SEATTLE -- He didn't make the American League All-Star team and he may not get tons of support in the Cy Young voting, but Felix Hernandez is having the kind of year pitchers would die for.Hernandez, the tower of strength in Seattle these days, threw eight shutout innings against Cleveland Sunday in a 3-0 win. It was his 21st consecutive start of seven or more innings, and the fourth time in the last six starts in which he didn't allow a run.
The 24-year-old right-hander leads the American League in innings (219 1/3) and strikeouts (209) and is second to Boston's Clay Buchholz in ERA, 2.30 to Buchholz's 2.25. This is a guy who has a chance to finish first in three of pitching's four major statistical categories.
"That would be nice," Hernandez told FanHouse. "But it's not something I'm thinking about right now. I just want to go out every game and give the team a chance to win."
Ah, winning. That's the one major category where he won't be anywhere close to the AL leaders. He has just 11 wins -- eight behind league-leader C.C. Sabathia of the Yankees -- due in large part to a moribund Seattle offense that averages just 3.17 runs per game for him. He has 10 losses and in eight of the 10 the Mariners have scored either one or zero runs. In one loss they scored two for him. In the other, three.
That's 10 games in which the Mariners have scored 10 runs total for Hernandez. And yet he keeps on throwing up zeroes inning after inning. He's thrown 15 consecutive scoreless innings his last two starts. He's had six starts in which he hasn't allowed any runs this season and another two in which he hasn't allowed any earned runs. There are four more starts where he's given up just two runs.
"It's one of those bizarre years when we can't score for (Felix). ... But he still goes out and shoves it up people's (rears), game after game."
-- Russell Branyan "He's having just an incredible year, and it's a year when we haven't given him a ton of support," DH Russell Branyan said Sunday. Branyan homered, doubled and drove in two of the three Seattle runs Sunday. "It's one of those bizarre years when we can't score for him.
"But he still goes out and shoves it up people's (rears), game after game."
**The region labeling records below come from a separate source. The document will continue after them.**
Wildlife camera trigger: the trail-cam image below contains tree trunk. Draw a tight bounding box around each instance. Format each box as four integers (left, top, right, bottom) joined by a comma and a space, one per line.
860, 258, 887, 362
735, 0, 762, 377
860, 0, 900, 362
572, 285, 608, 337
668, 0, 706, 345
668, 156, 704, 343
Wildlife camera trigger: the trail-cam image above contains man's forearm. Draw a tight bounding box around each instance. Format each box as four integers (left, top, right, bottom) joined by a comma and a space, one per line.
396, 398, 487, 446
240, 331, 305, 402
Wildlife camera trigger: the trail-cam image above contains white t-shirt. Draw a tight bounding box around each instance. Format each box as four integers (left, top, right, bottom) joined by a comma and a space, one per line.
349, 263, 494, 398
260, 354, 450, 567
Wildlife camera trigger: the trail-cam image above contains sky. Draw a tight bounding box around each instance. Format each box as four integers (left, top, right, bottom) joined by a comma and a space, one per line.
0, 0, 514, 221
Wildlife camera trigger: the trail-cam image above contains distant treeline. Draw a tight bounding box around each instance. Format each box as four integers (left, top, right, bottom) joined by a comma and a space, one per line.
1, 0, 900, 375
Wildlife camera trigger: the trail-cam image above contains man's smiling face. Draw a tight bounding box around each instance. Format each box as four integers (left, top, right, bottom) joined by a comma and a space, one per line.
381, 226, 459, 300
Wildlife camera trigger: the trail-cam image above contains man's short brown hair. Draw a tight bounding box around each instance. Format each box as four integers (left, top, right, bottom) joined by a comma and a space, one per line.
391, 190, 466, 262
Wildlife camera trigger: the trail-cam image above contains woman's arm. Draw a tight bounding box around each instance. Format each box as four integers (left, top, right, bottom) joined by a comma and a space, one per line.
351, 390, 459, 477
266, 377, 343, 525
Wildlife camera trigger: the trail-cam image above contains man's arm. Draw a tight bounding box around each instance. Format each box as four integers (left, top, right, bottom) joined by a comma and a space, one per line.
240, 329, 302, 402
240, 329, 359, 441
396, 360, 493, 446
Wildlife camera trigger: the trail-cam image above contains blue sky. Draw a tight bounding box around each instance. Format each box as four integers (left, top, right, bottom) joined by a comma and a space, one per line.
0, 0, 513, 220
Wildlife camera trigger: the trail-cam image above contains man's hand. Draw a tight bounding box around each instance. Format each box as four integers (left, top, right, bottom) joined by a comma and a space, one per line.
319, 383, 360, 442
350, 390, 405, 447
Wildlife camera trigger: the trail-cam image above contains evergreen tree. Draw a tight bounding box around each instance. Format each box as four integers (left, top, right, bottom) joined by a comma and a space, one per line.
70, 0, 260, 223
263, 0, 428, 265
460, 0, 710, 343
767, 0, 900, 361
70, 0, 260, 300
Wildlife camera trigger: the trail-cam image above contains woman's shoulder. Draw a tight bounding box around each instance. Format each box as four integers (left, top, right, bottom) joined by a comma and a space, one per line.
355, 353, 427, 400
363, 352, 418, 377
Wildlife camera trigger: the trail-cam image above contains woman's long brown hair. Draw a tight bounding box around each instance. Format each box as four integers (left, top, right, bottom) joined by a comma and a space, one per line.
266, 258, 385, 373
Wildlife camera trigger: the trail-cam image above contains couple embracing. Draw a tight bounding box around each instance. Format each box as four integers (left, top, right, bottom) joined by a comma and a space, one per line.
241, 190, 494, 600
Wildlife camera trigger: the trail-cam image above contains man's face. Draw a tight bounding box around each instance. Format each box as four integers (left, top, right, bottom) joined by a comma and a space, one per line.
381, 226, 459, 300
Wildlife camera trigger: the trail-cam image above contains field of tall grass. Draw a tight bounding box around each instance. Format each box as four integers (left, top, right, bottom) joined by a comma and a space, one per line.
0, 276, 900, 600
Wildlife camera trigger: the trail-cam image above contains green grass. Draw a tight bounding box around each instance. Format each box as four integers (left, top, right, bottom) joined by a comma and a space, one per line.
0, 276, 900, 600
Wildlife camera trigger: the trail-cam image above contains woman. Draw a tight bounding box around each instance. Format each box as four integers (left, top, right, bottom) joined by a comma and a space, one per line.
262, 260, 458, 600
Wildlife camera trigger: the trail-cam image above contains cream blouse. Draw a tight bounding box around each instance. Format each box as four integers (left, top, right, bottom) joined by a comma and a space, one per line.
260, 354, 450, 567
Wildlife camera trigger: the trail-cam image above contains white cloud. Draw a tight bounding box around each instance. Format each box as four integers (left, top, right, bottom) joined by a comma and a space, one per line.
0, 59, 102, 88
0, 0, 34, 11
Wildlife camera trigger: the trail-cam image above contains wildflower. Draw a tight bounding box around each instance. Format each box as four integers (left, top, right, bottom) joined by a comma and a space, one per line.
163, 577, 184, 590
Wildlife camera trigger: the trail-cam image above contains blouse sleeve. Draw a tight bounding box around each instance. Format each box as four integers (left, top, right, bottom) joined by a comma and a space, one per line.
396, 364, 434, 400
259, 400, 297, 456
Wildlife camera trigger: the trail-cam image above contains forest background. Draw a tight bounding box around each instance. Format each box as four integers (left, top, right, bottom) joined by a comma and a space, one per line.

Hernandez got a run in the second inning when rookie center fielder Michael Saunders brought home a 1-0 lead with an infield out. As it would happen, that was all that Hernandez would need, and he could feel it at the time, too.
"I said, 'OK, we've got a lead. Now I've got to go and do my job,'" Hernandez said. "That's all I can control; that's all any pitcher can control. Going out, throwing strikes and getting as many zeroes as you can. That's what pitching is."
Cleveland manager Manny Acta said he knew going in that Sunday had a chance to be a tough day with Hernandez on the other side.
"Felix was just way too much for us; we are not a very good matchup with him," Acta said. "We are second in the league in strikeouts and he's is on top of the league in strikeouts. He was tough. Typical Felix."
He finished second in the AL Cy Young Award balloting last year, but this year, well ...
"I think I've been better this year," he said. "I feel better."